Carver’s essay “Fires” discusses how his children have been his greatest influence. But not in a positive way. He talks of his children as a “baleful” influence. He talks about the “ravenous and ferocious years of parenting.” He talks about the burden of family life and caring for his children: “And I would always have them, and always find myself in this position of unrelieved responsibility and permanent distraction.”
There’s a heartbreaking scene in the bio when Carver’s son, Vance, is talking to Tobias Wolff.
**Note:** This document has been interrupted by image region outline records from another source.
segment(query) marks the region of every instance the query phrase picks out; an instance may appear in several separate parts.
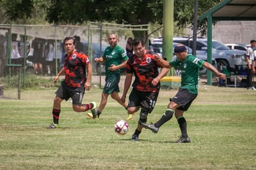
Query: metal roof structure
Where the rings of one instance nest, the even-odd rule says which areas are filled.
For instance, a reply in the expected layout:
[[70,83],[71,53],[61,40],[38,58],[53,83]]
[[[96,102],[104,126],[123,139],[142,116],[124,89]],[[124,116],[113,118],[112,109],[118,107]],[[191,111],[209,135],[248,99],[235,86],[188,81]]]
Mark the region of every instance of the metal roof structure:
[[224,0],[199,16],[213,20],[256,20],[256,0]]
[[[207,20],[207,44],[212,46],[213,21],[256,20],[256,0],[223,0],[199,16]],[[208,61],[212,60],[212,48],[207,49]],[[207,72],[207,83],[212,84],[212,72]]]

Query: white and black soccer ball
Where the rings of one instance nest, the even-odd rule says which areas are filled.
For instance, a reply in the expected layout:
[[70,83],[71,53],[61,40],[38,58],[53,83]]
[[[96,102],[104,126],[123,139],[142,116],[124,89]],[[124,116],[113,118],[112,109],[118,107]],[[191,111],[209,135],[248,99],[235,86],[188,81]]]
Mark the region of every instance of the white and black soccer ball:
[[125,135],[128,132],[129,125],[126,121],[119,120],[115,123],[114,130],[119,135]]

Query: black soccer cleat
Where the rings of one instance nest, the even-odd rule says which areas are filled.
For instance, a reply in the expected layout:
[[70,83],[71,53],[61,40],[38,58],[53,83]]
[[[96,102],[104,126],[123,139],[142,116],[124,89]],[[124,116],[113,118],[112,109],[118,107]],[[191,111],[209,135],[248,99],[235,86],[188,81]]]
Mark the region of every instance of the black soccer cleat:
[[175,143],[190,143],[190,138],[189,137],[181,137],[177,141],[175,142]]
[[139,140],[139,137],[136,135],[133,134],[132,136],[132,140],[137,141]]

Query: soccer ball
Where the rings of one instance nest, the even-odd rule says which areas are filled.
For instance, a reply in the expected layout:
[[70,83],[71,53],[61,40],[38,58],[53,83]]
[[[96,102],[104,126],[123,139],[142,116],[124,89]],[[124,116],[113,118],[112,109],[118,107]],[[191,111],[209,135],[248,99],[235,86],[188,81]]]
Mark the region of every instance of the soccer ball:
[[119,135],[125,135],[128,132],[129,125],[124,120],[119,120],[114,124],[114,130]]

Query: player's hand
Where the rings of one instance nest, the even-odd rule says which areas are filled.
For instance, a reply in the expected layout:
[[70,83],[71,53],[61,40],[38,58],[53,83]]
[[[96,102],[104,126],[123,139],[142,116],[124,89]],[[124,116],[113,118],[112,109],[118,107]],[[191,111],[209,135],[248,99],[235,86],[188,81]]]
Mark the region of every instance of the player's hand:
[[153,79],[153,80],[151,82],[151,83],[153,86],[156,86],[158,83],[159,80],[160,79],[157,77]]
[[161,57],[158,55],[158,54],[154,54],[154,58],[153,60],[155,61],[158,61],[161,59]]
[[53,83],[56,83],[57,82],[58,79],[58,76],[56,75],[55,77],[54,77],[53,79],[52,80],[52,82],[53,82]]
[[94,61],[95,61],[96,62],[99,62],[99,58],[95,58],[95,59],[94,59]]
[[111,64],[109,67],[107,68],[109,70],[114,71],[116,70],[116,66],[114,64]]
[[219,79],[226,79],[226,74],[223,74],[223,73],[220,73],[220,74],[219,75]]
[[89,91],[91,89],[91,84],[88,82],[85,83],[85,90]]
[[126,96],[122,96],[121,98],[121,102],[124,103],[126,102]]

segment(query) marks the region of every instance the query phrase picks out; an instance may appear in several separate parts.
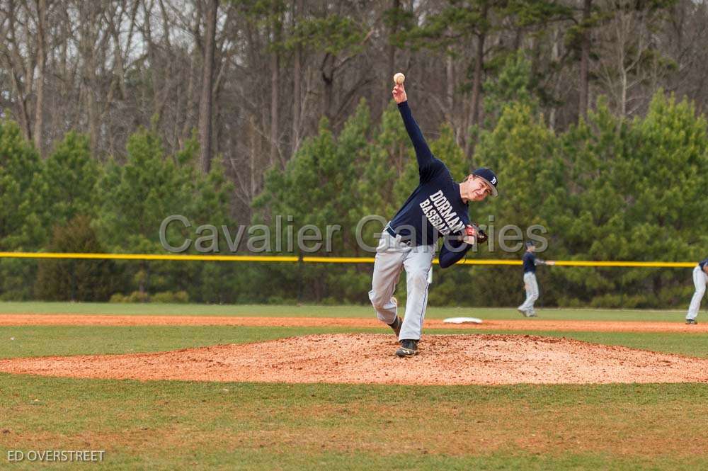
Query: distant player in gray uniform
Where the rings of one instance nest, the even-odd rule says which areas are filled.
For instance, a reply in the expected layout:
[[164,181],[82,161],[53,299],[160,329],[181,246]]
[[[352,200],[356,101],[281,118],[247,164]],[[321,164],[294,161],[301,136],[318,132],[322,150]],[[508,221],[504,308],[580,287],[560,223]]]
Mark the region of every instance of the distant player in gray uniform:
[[[428,273],[438,239],[448,237],[440,251],[443,268],[462,259],[472,244],[482,240],[484,234],[469,222],[467,203],[496,196],[497,178],[489,169],[477,169],[464,181],[456,183],[445,164],[430,152],[411,113],[402,84],[394,87],[393,95],[416,149],[420,181],[381,234],[369,299],[377,317],[399,339],[396,354],[408,357],[418,353],[428,305]],[[393,297],[402,268],[408,289],[403,320]]]
[[691,304],[688,307],[688,314],[686,314],[686,324],[697,324],[696,316],[701,307],[701,300],[706,292],[706,284],[708,283],[708,259],[702,260],[693,268],[693,284],[696,292],[691,298]]
[[533,304],[538,299],[538,281],[536,280],[537,265],[554,265],[554,261],[544,261],[536,258],[536,244],[532,240],[527,241],[526,251],[524,253],[524,288],[526,289],[526,300],[516,309],[525,317],[535,317],[536,311]]

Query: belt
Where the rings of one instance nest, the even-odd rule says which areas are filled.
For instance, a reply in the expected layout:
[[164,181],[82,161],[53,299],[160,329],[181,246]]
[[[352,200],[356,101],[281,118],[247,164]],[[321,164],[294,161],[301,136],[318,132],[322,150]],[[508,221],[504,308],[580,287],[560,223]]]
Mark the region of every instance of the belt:
[[404,237],[398,234],[396,234],[396,231],[391,228],[391,226],[386,226],[386,232],[391,234],[392,237],[401,237],[401,242],[404,244],[407,244],[408,245],[411,245],[413,244],[413,240],[410,236]]

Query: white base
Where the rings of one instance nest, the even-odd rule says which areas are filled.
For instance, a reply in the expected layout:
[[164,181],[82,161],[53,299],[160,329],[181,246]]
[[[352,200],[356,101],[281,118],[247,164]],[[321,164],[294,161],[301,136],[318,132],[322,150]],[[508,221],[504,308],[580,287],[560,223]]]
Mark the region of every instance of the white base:
[[481,324],[482,319],[476,317],[448,317],[442,321],[449,324],[463,324],[464,322],[472,322],[473,324]]

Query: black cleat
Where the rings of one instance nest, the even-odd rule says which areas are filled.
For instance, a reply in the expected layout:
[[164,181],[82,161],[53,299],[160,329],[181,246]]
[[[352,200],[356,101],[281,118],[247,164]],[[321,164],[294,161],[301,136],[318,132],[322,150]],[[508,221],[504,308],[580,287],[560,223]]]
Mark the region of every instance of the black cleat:
[[417,340],[401,340],[401,346],[396,351],[396,355],[401,358],[409,356],[415,356],[418,354]]
[[394,334],[396,334],[396,338],[401,335],[401,326],[403,325],[403,320],[396,316],[396,320],[389,324],[389,327],[394,329]]

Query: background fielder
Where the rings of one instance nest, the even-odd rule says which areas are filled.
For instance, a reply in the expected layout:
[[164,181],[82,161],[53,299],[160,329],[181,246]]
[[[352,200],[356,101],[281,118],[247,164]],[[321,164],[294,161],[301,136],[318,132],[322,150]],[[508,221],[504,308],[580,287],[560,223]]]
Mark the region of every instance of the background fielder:
[[532,240],[527,241],[526,251],[523,256],[524,288],[526,290],[526,300],[517,307],[525,317],[535,317],[536,311],[533,305],[538,299],[538,280],[536,280],[537,265],[554,265],[553,261],[544,261],[536,258],[536,244]]
[[686,324],[697,324],[696,316],[698,315],[698,310],[701,307],[701,300],[706,292],[706,284],[708,283],[708,259],[702,260],[693,268],[693,284],[696,287],[696,292],[693,293],[691,298],[691,304],[688,307],[688,313],[686,314]]
[[[481,201],[497,195],[496,176],[488,169],[478,169],[462,183],[430,152],[413,118],[403,84],[394,87],[406,130],[416,149],[420,181],[402,208],[389,222],[377,248],[369,299],[377,317],[389,324],[401,343],[399,356],[418,353],[418,341],[428,303],[428,272],[440,236],[459,234],[457,242],[447,241],[440,251],[440,264],[447,268],[467,253],[477,232],[469,223],[468,201]],[[450,246],[448,246],[448,244]],[[408,297],[404,319],[397,314],[393,297],[401,274],[406,274]]]

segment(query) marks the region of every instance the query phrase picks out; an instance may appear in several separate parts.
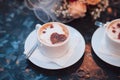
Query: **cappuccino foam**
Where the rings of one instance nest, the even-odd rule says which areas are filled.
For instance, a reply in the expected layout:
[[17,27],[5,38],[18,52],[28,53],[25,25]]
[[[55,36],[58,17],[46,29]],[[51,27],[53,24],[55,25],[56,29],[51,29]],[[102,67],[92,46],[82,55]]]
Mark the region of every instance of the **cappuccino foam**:
[[[64,41],[67,39],[68,37],[68,30],[67,28],[65,27],[65,25],[62,25],[58,22],[51,22],[51,23],[47,23],[45,25],[42,26],[42,28],[39,30],[39,37],[40,37],[40,40],[42,42],[44,42],[45,44],[48,44],[48,45],[53,45],[53,44],[60,44],[61,42],[57,41],[57,42],[53,42],[53,40],[55,39],[51,39],[52,35],[53,34],[58,34],[58,35],[64,35]],[[59,36],[56,36],[55,37],[59,37]],[[63,42],[64,42],[63,41]]]
[[113,40],[120,42],[120,21],[115,21],[109,25],[108,35]]

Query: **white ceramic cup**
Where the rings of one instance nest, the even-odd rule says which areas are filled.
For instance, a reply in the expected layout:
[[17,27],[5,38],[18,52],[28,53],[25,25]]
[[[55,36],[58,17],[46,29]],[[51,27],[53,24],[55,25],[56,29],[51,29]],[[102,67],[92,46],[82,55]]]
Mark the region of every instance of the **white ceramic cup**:
[[120,55],[120,19],[115,19],[105,26],[106,47],[115,55]]
[[[41,32],[41,29],[46,26],[46,24],[54,24],[54,23],[58,25],[59,24],[62,25],[64,29],[68,32],[68,35],[67,35],[66,40],[61,43],[48,44],[44,40],[41,39],[40,32]],[[69,39],[70,39],[67,25],[60,23],[60,22],[48,22],[43,25],[37,24],[36,27],[37,27],[38,48],[44,56],[49,57],[49,58],[59,58],[67,54],[67,51],[69,50]],[[57,30],[55,32],[57,32]]]

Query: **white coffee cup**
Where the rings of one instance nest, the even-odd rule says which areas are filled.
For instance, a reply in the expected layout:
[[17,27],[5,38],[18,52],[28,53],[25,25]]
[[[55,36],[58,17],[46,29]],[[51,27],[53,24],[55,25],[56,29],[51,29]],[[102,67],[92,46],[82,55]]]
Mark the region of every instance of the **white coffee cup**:
[[67,25],[60,22],[48,22],[43,25],[37,24],[36,27],[38,28],[38,48],[44,56],[59,58],[67,54],[70,39]]
[[105,46],[115,55],[120,55],[120,19],[105,25]]

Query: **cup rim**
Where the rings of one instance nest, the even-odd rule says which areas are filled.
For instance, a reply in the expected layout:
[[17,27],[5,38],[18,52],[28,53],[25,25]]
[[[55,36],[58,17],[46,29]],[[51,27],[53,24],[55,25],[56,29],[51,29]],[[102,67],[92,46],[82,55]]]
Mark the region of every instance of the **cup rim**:
[[[44,26],[44,25],[46,25],[46,24],[49,24],[49,23],[60,23],[60,22],[48,22],[48,23],[43,24],[42,26]],[[40,37],[38,36],[38,35],[39,35],[39,30],[40,30],[40,28],[41,28],[42,26],[37,29],[37,38],[38,38],[38,41],[39,41],[42,45],[45,45],[45,46],[48,46],[48,47],[58,47],[58,46],[62,46],[62,45],[64,45],[64,44],[66,44],[67,42],[69,42],[69,39],[70,39],[69,29],[68,29],[67,25],[65,25],[65,24],[63,24],[63,23],[60,23],[60,24],[64,25],[64,27],[65,27],[65,28],[67,29],[67,31],[68,31],[68,37],[67,37],[67,39],[66,39],[64,42],[62,42],[61,44],[55,44],[55,45],[51,45],[51,44],[47,44],[47,43],[43,42],[43,41],[40,39]]]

Vance says: “My father is really good, isn’t he?” And Wolff says: “Your dad is one of the greatest short story writers of all time.”
Yet Carver’s family, including Vance, was repeatedly hurt by his stories and poems.
And this, ultimately, is what got to me: the sacrifice between life and art. The sharing of vibrant, wonderful, necessary stories vs. the pain bestowed by those stories, both in their creation and their journey into the world.
There’s much more to the book of course — the whole Lish/Carver thing is fascinating — but that’s what I’m processing now. It’s relevant because I’m also raising a family. And I worry that my writing impacts my family negatively. I worry about a lot of things these days. Potential New Year’s resolution: not to worry so damn much.
Anyway.
At some point I want to read Maryann Carver’s memoir, What It Used to Be Like. But for now, I’m Carver’d out.